The world has changed and is changing. Residents of my mother’s retirement community who waited weeks to receive letters from loved ones serving overseas during World War II are now on Facebook and regularly use Skype or FaceTime to visit with grandchildren and great-grandchildren. Air travel that was once glamorous and rare for most of us is now, both in frequency and ambiance, a lot like taking the bus. It’s not unusual, even in small-town America, to have Jewish, Muslim and Hindu neighbors or those with no religious affiliation at all. We are in a strange new world and don’t really know how all this will shake out.
We might be tempted to overdo our efforts, to work harder and harder developing innovative programming, reading every manual on church growth, jazzing up our websites, being present on every possible social media platform. Maybe we should discover our congregation’s niche: young adults, theology on tap, justice and advocacy, care of creation, ethnic specific ministry, pet blessing liturgies, urban church, rural church, big church, small church, virtual church, home church. We have done some version of all of this somewhere across the ELCA. And good for us. We need to be brave and daring. God can use our best imagination and innovation.
Or we might be tempted to circle the wagons and hold ever more tightly to what we have left. There is much that is beautiful about our traditions and buildings and heritage. What will happen to all of that if our particular congregation ceases to exist? Who will bury our parents or us? Who will take care of the parish cemetery? This is when congregations begin eyeing visitors for their value as replacement parts.
My daughter and her significant other, who was running for county commissioner, attended a church pancake breakfast where they were swarmed by parishioners who didn’t realize he was a candidate.
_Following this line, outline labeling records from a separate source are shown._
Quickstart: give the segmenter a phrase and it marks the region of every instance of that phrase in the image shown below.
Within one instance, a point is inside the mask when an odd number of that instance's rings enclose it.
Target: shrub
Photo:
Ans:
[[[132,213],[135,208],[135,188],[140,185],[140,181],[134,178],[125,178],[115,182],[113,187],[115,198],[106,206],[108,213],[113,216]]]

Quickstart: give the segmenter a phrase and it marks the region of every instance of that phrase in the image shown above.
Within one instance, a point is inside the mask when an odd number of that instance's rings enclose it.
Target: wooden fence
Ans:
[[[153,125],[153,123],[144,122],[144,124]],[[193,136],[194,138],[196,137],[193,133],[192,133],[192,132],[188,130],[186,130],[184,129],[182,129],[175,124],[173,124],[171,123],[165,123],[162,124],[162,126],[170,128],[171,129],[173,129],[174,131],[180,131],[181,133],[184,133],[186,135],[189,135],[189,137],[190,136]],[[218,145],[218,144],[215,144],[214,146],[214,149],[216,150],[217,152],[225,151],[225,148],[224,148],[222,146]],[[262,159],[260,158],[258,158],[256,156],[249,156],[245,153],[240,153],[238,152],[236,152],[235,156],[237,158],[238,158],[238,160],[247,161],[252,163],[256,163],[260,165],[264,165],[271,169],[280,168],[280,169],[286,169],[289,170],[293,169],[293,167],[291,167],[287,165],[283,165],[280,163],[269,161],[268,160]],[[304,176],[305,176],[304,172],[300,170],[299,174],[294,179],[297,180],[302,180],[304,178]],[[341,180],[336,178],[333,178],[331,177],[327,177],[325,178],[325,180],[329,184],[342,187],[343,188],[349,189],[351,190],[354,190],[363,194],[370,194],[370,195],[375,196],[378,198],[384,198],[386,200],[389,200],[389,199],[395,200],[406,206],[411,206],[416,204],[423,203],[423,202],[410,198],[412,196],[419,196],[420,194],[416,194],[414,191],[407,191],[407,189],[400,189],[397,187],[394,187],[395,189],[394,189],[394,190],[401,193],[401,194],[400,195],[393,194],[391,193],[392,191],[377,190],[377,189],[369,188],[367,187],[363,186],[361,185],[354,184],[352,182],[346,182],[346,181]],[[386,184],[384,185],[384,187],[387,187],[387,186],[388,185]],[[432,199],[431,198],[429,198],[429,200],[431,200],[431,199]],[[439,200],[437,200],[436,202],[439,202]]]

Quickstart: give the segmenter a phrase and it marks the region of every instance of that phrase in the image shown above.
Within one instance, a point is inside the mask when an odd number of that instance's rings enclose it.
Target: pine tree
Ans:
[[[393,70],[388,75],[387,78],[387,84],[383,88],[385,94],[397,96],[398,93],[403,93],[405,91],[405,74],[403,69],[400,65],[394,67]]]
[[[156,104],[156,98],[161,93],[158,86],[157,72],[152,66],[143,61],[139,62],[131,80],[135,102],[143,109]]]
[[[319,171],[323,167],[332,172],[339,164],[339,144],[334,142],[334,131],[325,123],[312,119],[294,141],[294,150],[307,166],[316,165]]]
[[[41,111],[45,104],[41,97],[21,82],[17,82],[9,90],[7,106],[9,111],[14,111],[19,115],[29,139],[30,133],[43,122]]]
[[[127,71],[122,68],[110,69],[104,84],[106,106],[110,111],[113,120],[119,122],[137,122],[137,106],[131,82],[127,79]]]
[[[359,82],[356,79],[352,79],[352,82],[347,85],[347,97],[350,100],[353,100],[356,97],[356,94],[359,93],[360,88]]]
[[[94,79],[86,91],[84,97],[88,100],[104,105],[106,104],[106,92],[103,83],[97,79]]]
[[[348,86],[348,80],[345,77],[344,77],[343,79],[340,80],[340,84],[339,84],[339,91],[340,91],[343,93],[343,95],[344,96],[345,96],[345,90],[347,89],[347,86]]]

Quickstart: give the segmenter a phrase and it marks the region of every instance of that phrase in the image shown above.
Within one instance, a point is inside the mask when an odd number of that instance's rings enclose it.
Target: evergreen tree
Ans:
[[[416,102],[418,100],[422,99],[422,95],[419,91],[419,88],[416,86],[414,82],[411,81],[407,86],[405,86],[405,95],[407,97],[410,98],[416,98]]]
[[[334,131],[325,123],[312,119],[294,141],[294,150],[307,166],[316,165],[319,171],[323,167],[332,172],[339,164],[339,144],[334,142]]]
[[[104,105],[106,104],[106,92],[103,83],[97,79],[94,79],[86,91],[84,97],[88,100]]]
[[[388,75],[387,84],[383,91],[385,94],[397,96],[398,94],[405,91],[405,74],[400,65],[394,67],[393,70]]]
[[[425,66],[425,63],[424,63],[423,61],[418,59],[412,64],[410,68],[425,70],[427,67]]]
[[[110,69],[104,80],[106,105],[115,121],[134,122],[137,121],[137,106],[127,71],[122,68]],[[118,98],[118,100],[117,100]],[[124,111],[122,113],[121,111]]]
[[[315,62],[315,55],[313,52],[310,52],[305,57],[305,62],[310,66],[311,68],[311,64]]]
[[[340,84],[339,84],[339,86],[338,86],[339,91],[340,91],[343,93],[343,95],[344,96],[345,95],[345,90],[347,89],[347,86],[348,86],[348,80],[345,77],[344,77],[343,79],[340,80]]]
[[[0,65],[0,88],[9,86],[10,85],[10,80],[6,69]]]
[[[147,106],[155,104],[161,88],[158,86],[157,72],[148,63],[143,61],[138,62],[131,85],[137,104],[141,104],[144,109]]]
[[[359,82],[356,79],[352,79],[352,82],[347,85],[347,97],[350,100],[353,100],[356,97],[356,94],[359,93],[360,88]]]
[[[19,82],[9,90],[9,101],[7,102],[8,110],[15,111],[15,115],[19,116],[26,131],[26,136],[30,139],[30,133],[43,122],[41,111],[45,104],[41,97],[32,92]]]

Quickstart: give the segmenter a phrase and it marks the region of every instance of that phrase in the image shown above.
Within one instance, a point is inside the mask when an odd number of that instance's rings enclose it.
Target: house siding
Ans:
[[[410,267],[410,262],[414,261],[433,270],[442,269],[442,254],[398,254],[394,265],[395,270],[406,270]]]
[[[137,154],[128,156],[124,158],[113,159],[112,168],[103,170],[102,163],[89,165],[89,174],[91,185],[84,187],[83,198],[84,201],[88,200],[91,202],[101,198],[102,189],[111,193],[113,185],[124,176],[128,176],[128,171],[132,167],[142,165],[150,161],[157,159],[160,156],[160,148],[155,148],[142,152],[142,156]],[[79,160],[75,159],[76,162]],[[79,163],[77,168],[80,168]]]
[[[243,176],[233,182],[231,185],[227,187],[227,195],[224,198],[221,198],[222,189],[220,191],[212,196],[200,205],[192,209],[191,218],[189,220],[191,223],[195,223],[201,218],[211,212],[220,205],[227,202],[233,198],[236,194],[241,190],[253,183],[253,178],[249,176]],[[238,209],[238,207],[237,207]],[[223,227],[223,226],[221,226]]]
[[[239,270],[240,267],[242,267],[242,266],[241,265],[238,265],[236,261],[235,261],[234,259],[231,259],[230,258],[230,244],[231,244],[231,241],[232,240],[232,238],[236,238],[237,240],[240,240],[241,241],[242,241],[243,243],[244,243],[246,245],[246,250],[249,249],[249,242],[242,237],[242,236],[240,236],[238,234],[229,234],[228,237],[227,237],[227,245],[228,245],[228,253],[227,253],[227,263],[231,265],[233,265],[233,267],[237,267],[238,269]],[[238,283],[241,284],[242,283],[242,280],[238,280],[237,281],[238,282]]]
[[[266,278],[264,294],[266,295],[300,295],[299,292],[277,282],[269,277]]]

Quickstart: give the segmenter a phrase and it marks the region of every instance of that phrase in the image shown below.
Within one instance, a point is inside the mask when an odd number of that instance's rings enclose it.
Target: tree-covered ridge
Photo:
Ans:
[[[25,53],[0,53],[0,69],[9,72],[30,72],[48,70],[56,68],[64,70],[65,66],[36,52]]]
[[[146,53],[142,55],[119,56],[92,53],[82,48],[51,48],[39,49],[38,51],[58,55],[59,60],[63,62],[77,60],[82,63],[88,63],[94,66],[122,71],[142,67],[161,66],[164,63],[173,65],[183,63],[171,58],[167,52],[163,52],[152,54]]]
All they saw were young adults! Potential members! It was an uncomfortable experience.
But why do we want people to join our church? What does church mean to us? When I have asked that question, people often spoke about church as community or family. People talked about the good and important work their congregations carried out to feed the hungry or shelter the homeless. Some said the best thing about their congregations wasn’t programs but people.
It was rare that anyone mentioned God or spoke about an encounter with the transcendent. I don’t believe our people lack faith or don’t know Jesus, but I wonder if we have lost the language to speak about the love of God that has been given to us in the crucified and risen Christ. Maybe we just assume Jesus. Maybe Jesus has become like wallpaper: we know it’s there and everyone can see it, but we don’t have to talk about it.
The best thing about the church, the thing that is uniquely the church, is not programs or people but Jesus. If we as a people, and as congregations, don’t get that right it doesn’t matter how many programs we come up with.
In Christ through the Spirit, God has invited us into a deeply intimate and loving relationship with God and with each other. Being church is abiding in that love. We are God’s beloved people gathered around word and sacraments. That’s what gives us life. That’s what shapes us. That’s what sends us out into the world to do justice and to love kindness (Micah 6:8). And this must be the kind of community to which we invite others—not because we want to grow or pay for the boiler or attract young people, but because we have received this incredible life-changing gift and want everyone to be touched and claimed and transformed by it too.